As Don explained: “Well, I’m not writing that much and one of the reasons for doing the old songs is that after having done them for years, I got away from them for three years, now I’m getting back into them again. For a while it became very difficult to do them, now I’m beginning to like them again.”

The musicians on this album were truly sympathetic players: drummer Kenny Malone, bassist Mike Leech and pianist ‘Pig’ Robbins ooze that much-maligned quality, ‘good taste’, guitarist Grady Martin adds some lovely deft touches throughout and steelie Buddy Emmons plays with a magnificent cool ease. Perhaps more noticeable though is the assurance of Don’s vocal work—a man perfectly at home and at ease with familiar surroundings.

“Yeah, I feel at ease,” Don enthuses, “Actually that kind of style I helped establish in recording in Nashville in the early years. I started recording in Nashville twenty-two years ago. I like being in the record business. Yes, I was relaxed.”

All in all, BROTHER JUKEBOX was a magnificent album and a logical and enjoyable buy for anyone whomever bought an Everly Brothers album. Don did contribute two new songs, Oh, I’d Like To Go Away with its catchy melody and infectious chorus, it could have almost been a part of the Everlys’ vintage years and Turn The Memories Loose Again, which closes the album and is an honest reappraisal of his career and if anything closes the chapters on the Everly Brothers’ career once and for all.

“We’re entirely solo” elaborates Don. “I don’t see Phil that much now. We were so close for so long I feel it wasn’t healthy, we were almost like Siamese twins for something like twenty-five years”.

So whatever memories flood back, Don and Phil, The Everly Brothers, finally laid the legend to rest with the outstanding PASS THE CHICKEN AND LISTEN album. The hits will live on through album compilations, and those of the public who cannot or will not forget what they contributed to the expansion of both pop and country music.
Surprisingly, little has been heard on the recording front from Don Everly in the past two years. Whether he has anything new in the pipeline we will have to wait and see. Now as a mature artist he can only build upon the strong foundation that the Everlys; career has given him. He is a very talented songwriter, and when he wants to be, a moving and sincere singer.

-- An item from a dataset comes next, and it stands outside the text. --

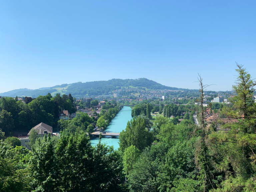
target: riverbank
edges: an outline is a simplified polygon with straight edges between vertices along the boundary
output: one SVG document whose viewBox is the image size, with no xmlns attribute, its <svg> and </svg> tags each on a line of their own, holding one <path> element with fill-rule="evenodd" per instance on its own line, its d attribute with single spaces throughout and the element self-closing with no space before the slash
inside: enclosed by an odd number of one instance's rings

His solo album with Hickory took him back to his country roots and demonstrated quite forcibly that in their long and successful career, The Everly Brothers were always just two country boys who came up with the right sound at the right time to bring musical pleasure to millions of teenagers.
It is these same teenagers, who are now around Don’s own age, that his musical directions should be directed. And it is for this reason that the first Hickory album worked so well.